German Wiktionary as clean JSON

Our next, in the series of “making data available” is an extract of German Wiktionary…

“What is so special about that?”, you may ask… Well, you can of course always download a snapshot of Wiktionary. But the format they have is absolutely useless for anything else than using it for … Wiktionary.

So, we have written a tool that converts it computer-processable format.

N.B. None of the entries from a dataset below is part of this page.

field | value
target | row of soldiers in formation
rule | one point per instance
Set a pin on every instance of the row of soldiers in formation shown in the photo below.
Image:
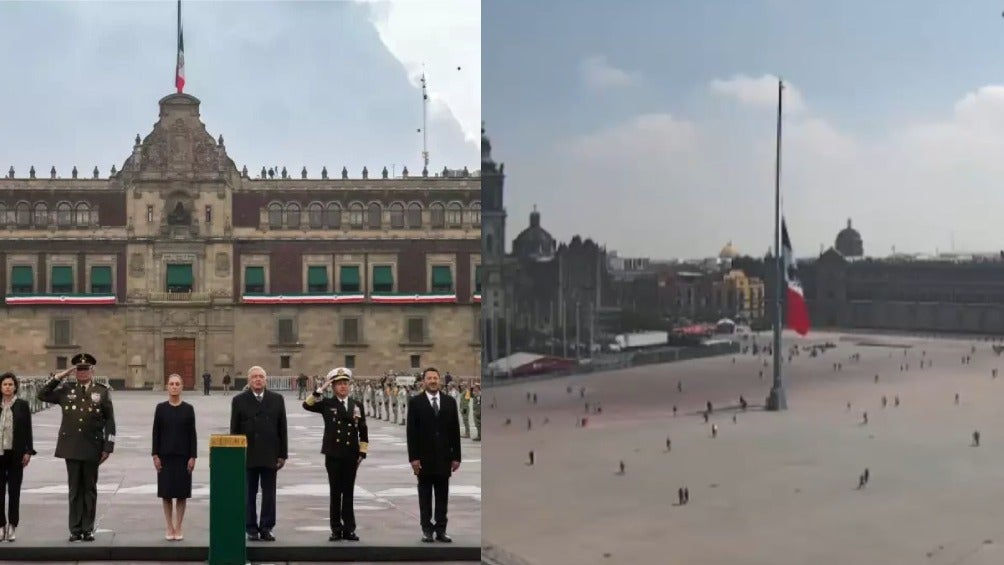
(388, 400)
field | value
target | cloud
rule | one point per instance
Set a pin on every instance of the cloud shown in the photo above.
(441, 38)
(598, 73)
(666, 186)
(758, 92)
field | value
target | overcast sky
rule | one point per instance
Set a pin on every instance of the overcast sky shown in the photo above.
(286, 83)
(650, 124)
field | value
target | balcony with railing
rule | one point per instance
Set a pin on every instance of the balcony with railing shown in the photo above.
(180, 297)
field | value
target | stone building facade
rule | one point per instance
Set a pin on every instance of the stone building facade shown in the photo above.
(181, 263)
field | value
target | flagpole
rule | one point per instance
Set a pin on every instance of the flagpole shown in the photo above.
(777, 400)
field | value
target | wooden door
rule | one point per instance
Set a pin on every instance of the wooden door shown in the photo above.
(179, 356)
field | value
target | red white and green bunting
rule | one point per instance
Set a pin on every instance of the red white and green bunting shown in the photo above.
(414, 298)
(304, 299)
(59, 299)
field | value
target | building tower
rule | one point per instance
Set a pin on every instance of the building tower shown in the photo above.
(493, 218)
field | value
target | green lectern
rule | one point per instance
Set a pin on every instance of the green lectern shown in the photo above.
(227, 490)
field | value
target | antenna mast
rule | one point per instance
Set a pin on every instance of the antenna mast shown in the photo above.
(425, 133)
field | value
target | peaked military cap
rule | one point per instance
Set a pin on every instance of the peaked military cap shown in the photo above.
(83, 359)
(339, 373)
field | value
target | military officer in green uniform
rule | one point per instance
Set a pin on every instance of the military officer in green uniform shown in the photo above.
(344, 446)
(476, 407)
(86, 439)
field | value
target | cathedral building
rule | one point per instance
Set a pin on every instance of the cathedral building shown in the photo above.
(180, 262)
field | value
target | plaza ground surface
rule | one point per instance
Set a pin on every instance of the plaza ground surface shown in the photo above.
(773, 488)
(130, 514)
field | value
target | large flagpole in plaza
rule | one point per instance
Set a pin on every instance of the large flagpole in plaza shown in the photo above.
(777, 399)
(180, 64)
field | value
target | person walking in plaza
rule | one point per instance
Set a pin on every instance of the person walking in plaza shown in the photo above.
(260, 415)
(86, 439)
(17, 448)
(476, 408)
(301, 386)
(344, 446)
(465, 408)
(175, 449)
(434, 452)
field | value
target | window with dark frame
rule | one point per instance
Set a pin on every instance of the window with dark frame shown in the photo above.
(348, 279)
(416, 330)
(100, 279)
(61, 279)
(350, 330)
(287, 331)
(22, 280)
(254, 279)
(61, 332)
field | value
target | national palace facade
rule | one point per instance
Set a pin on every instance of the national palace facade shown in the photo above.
(181, 263)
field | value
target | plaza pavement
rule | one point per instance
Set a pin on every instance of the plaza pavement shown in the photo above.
(131, 521)
(772, 489)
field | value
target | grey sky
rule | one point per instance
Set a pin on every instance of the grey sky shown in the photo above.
(286, 83)
(649, 124)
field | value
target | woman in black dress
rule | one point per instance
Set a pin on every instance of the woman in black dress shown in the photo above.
(16, 449)
(175, 451)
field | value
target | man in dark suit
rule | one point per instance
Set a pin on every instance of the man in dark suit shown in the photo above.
(433, 451)
(86, 439)
(260, 415)
(344, 446)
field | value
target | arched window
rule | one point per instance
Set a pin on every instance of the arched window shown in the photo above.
(454, 215)
(438, 215)
(22, 215)
(315, 215)
(476, 214)
(332, 216)
(292, 215)
(374, 217)
(355, 213)
(397, 216)
(41, 215)
(275, 216)
(82, 218)
(415, 215)
(64, 215)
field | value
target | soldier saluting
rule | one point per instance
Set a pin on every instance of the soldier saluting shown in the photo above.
(344, 447)
(86, 439)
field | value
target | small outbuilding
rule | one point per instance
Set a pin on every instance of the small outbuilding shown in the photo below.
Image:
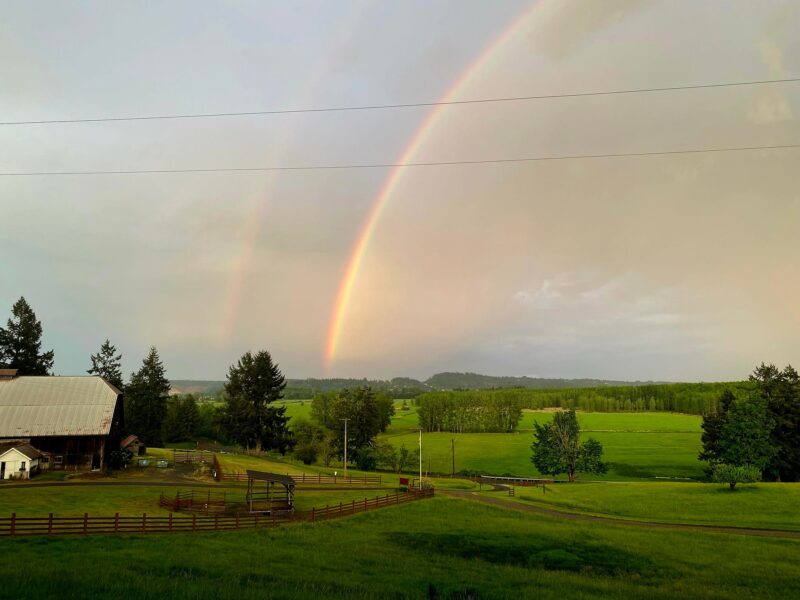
(19, 461)
(269, 493)
(134, 444)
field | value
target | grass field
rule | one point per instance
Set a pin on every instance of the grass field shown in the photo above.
(767, 505)
(636, 445)
(441, 548)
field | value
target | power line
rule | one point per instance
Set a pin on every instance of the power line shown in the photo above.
(406, 105)
(404, 165)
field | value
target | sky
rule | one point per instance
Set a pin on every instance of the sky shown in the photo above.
(675, 267)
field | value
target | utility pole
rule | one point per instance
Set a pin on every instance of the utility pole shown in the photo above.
(420, 458)
(453, 449)
(345, 447)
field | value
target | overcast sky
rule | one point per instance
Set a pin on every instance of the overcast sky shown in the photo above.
(679, 267)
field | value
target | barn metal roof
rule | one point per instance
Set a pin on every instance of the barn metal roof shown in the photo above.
(48, 406)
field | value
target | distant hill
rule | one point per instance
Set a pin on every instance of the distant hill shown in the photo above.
(475, 381)
(407, 387)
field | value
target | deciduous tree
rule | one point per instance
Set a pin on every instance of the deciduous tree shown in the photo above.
(108, 365)
(557, 448)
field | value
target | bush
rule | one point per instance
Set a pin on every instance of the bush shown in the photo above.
(733, 474)
(119, 459)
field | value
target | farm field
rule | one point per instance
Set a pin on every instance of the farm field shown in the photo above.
(636, 445)
(443, 547)
(765, 505)
(105, 500)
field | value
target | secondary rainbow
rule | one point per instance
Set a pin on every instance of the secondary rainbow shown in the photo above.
(422, 134)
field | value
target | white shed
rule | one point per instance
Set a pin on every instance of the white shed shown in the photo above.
(19, 462)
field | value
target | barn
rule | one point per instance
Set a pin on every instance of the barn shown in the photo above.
(72, 421)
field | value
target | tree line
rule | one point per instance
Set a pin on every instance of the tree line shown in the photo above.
(754, 434)
(690, 398)
(474, 412)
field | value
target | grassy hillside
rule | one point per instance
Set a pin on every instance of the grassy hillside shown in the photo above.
(440, 548)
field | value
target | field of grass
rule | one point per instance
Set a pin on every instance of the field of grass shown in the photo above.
(104, 500)
(442, 548)
(637, 445)
(767, 505)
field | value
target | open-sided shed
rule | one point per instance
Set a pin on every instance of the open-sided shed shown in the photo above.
(269, 493)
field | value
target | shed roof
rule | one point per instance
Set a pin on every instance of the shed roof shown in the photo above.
(48, 406)
(24, 449)
(263, 476)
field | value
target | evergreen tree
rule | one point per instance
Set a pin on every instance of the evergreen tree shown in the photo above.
(712, 427)
(21, 342)
(247, 418)
(108, 365)
(146, 400)
(781, 391)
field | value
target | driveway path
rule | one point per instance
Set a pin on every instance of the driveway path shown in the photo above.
(557, 514)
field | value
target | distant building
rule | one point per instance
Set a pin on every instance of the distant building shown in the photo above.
(18, 461)
(134, 444)
(72, 421)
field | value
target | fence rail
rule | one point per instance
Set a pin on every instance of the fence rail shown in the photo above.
(56, 526)
(303, 478)
(192, 456)
(344, 509)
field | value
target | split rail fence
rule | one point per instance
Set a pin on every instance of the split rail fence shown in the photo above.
(92, 525)
(302, 478)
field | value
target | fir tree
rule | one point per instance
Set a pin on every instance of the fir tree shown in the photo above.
(247, 417)
(146, 400)
(108, 365)
(21, 342)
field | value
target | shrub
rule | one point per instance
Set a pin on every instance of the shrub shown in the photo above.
(733, 474)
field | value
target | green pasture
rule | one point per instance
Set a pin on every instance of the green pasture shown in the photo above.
(443, 548)
(104, 499)
(767, 505)
(636, 445)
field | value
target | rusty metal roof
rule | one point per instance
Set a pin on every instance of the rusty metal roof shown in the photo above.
(48, 406)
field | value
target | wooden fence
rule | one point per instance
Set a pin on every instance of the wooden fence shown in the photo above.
(30, 526)
(192, 456)
(301, 479)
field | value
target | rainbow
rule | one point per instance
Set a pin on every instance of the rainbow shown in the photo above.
(422, 134)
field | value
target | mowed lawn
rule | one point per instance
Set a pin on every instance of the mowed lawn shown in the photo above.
(767, 505)
(105, 500)
(443, 548)
(636, 445)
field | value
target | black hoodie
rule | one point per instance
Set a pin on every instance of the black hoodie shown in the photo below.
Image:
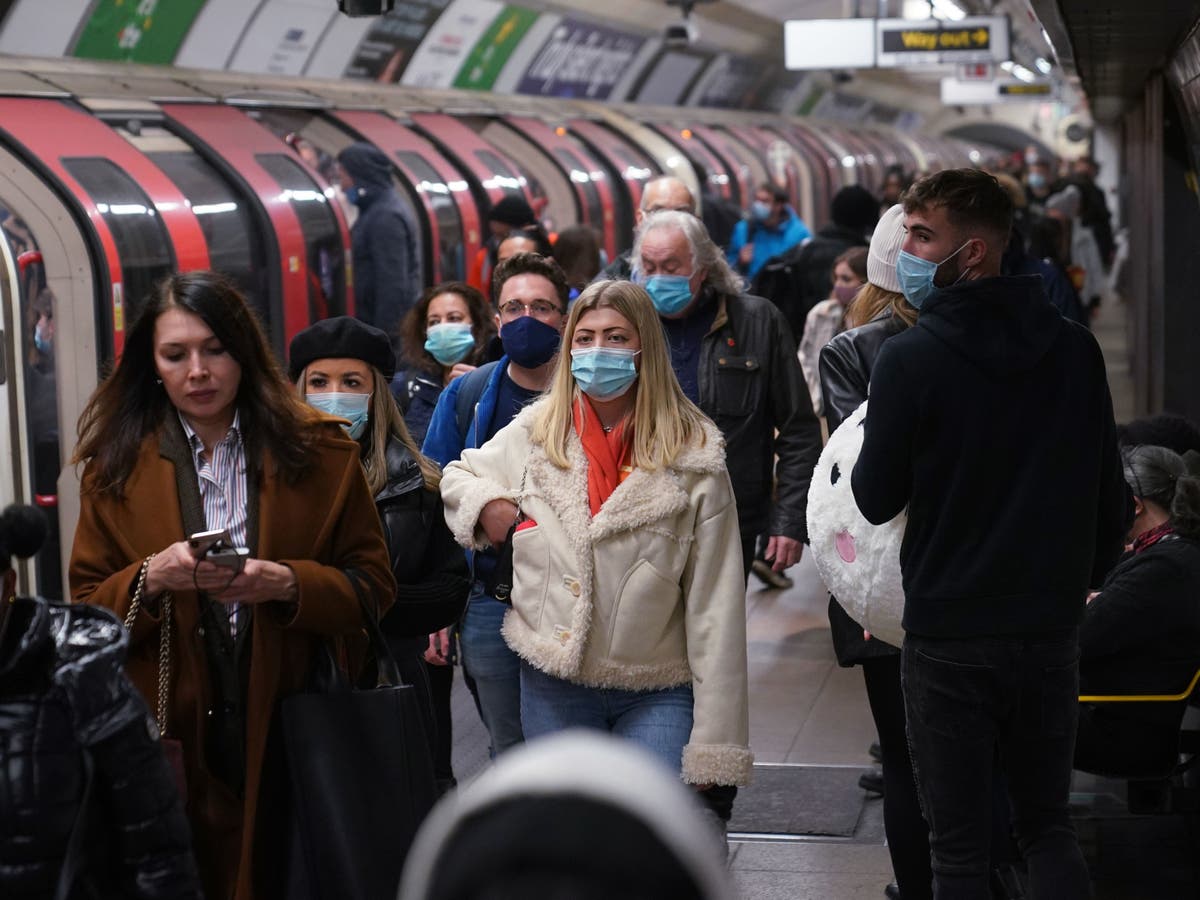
(991, 420)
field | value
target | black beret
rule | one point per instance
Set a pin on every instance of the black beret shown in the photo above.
(341, 337)
(514, 211)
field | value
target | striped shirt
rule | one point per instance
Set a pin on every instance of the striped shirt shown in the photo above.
(223, 493)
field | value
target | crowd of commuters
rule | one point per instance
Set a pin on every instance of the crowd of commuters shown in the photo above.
(561, 475)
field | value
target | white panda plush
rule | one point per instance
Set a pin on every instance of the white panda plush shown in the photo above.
(858, 562)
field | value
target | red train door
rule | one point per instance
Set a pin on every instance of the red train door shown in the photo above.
(137, 215)
(310, 232)
(441, 189)
(592, 186)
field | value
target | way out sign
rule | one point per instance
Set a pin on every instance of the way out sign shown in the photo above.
(922, 42)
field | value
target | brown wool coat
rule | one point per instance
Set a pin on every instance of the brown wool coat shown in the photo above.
(319, 526)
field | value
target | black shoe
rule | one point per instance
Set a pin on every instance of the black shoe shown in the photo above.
(768, 576)
(871, 781)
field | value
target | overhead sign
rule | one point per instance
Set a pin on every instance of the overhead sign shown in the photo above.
(829, 43)
(922, 42)
(955, 93)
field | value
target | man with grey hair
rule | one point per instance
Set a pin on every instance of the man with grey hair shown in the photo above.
(661, 193)
(735, 357)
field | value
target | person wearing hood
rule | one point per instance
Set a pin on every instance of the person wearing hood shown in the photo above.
(989, 418)
(771, 229)
(384, 239)
(855, 213)
(1086, 267)
(88, 802)
(581, 814)
(531, 297)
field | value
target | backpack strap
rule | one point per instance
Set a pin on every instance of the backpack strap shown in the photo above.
(469, 391)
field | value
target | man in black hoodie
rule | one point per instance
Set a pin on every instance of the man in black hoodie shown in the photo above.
(384, 240)
(991, 421)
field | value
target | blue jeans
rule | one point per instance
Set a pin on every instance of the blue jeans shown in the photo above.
(659, 720)
(1013, 702)
(495, 669)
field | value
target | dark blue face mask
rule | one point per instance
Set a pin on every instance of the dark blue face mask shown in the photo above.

The data structure is like this:

{
   'word': {
      'is_verb': [true | false],
      'is_toponym': [true | false],
      'word_type': {
         'lang': 'Deutsch',
         'type': '...', # e.g. "Deklinierte Form" or "Konjugierte Form" or [Substantiv, Nominativ, ...]
         'gender': [m | f]
      },
      'base_form': <base-string>
      'parents': [...],
      'definitions': [...],
      'sub_terms': [...],
      'grammar_attributes': [...] OR "...",
      'declinations': [
        {
           'genus': [m | f | n]
        },
        {
           'case': [Stamm | Nominativ ...],
           'sing_plur': [singular | plural],
           'decl': <decl of this case>
         },
         ...
      ]
      'synonyms': [...],
      'antonyms': [...],
      'word_connections': [...],
      'similars': [...],
      'examples': [...],
   },
   ...
}

The total JSON-file unpacked is about 465MB. Compressed size is 49MB. Please download it from our data-server.

Overall, the JSON-file contains over 600,000 keywords (terms).

Please read the LICENSE-file first and see if it applies to you.

NB: Over time, we will check whether we can extract even more information from the Wiktionary. Also, we will update the data from time to time with newer snapshots of Wiktionary.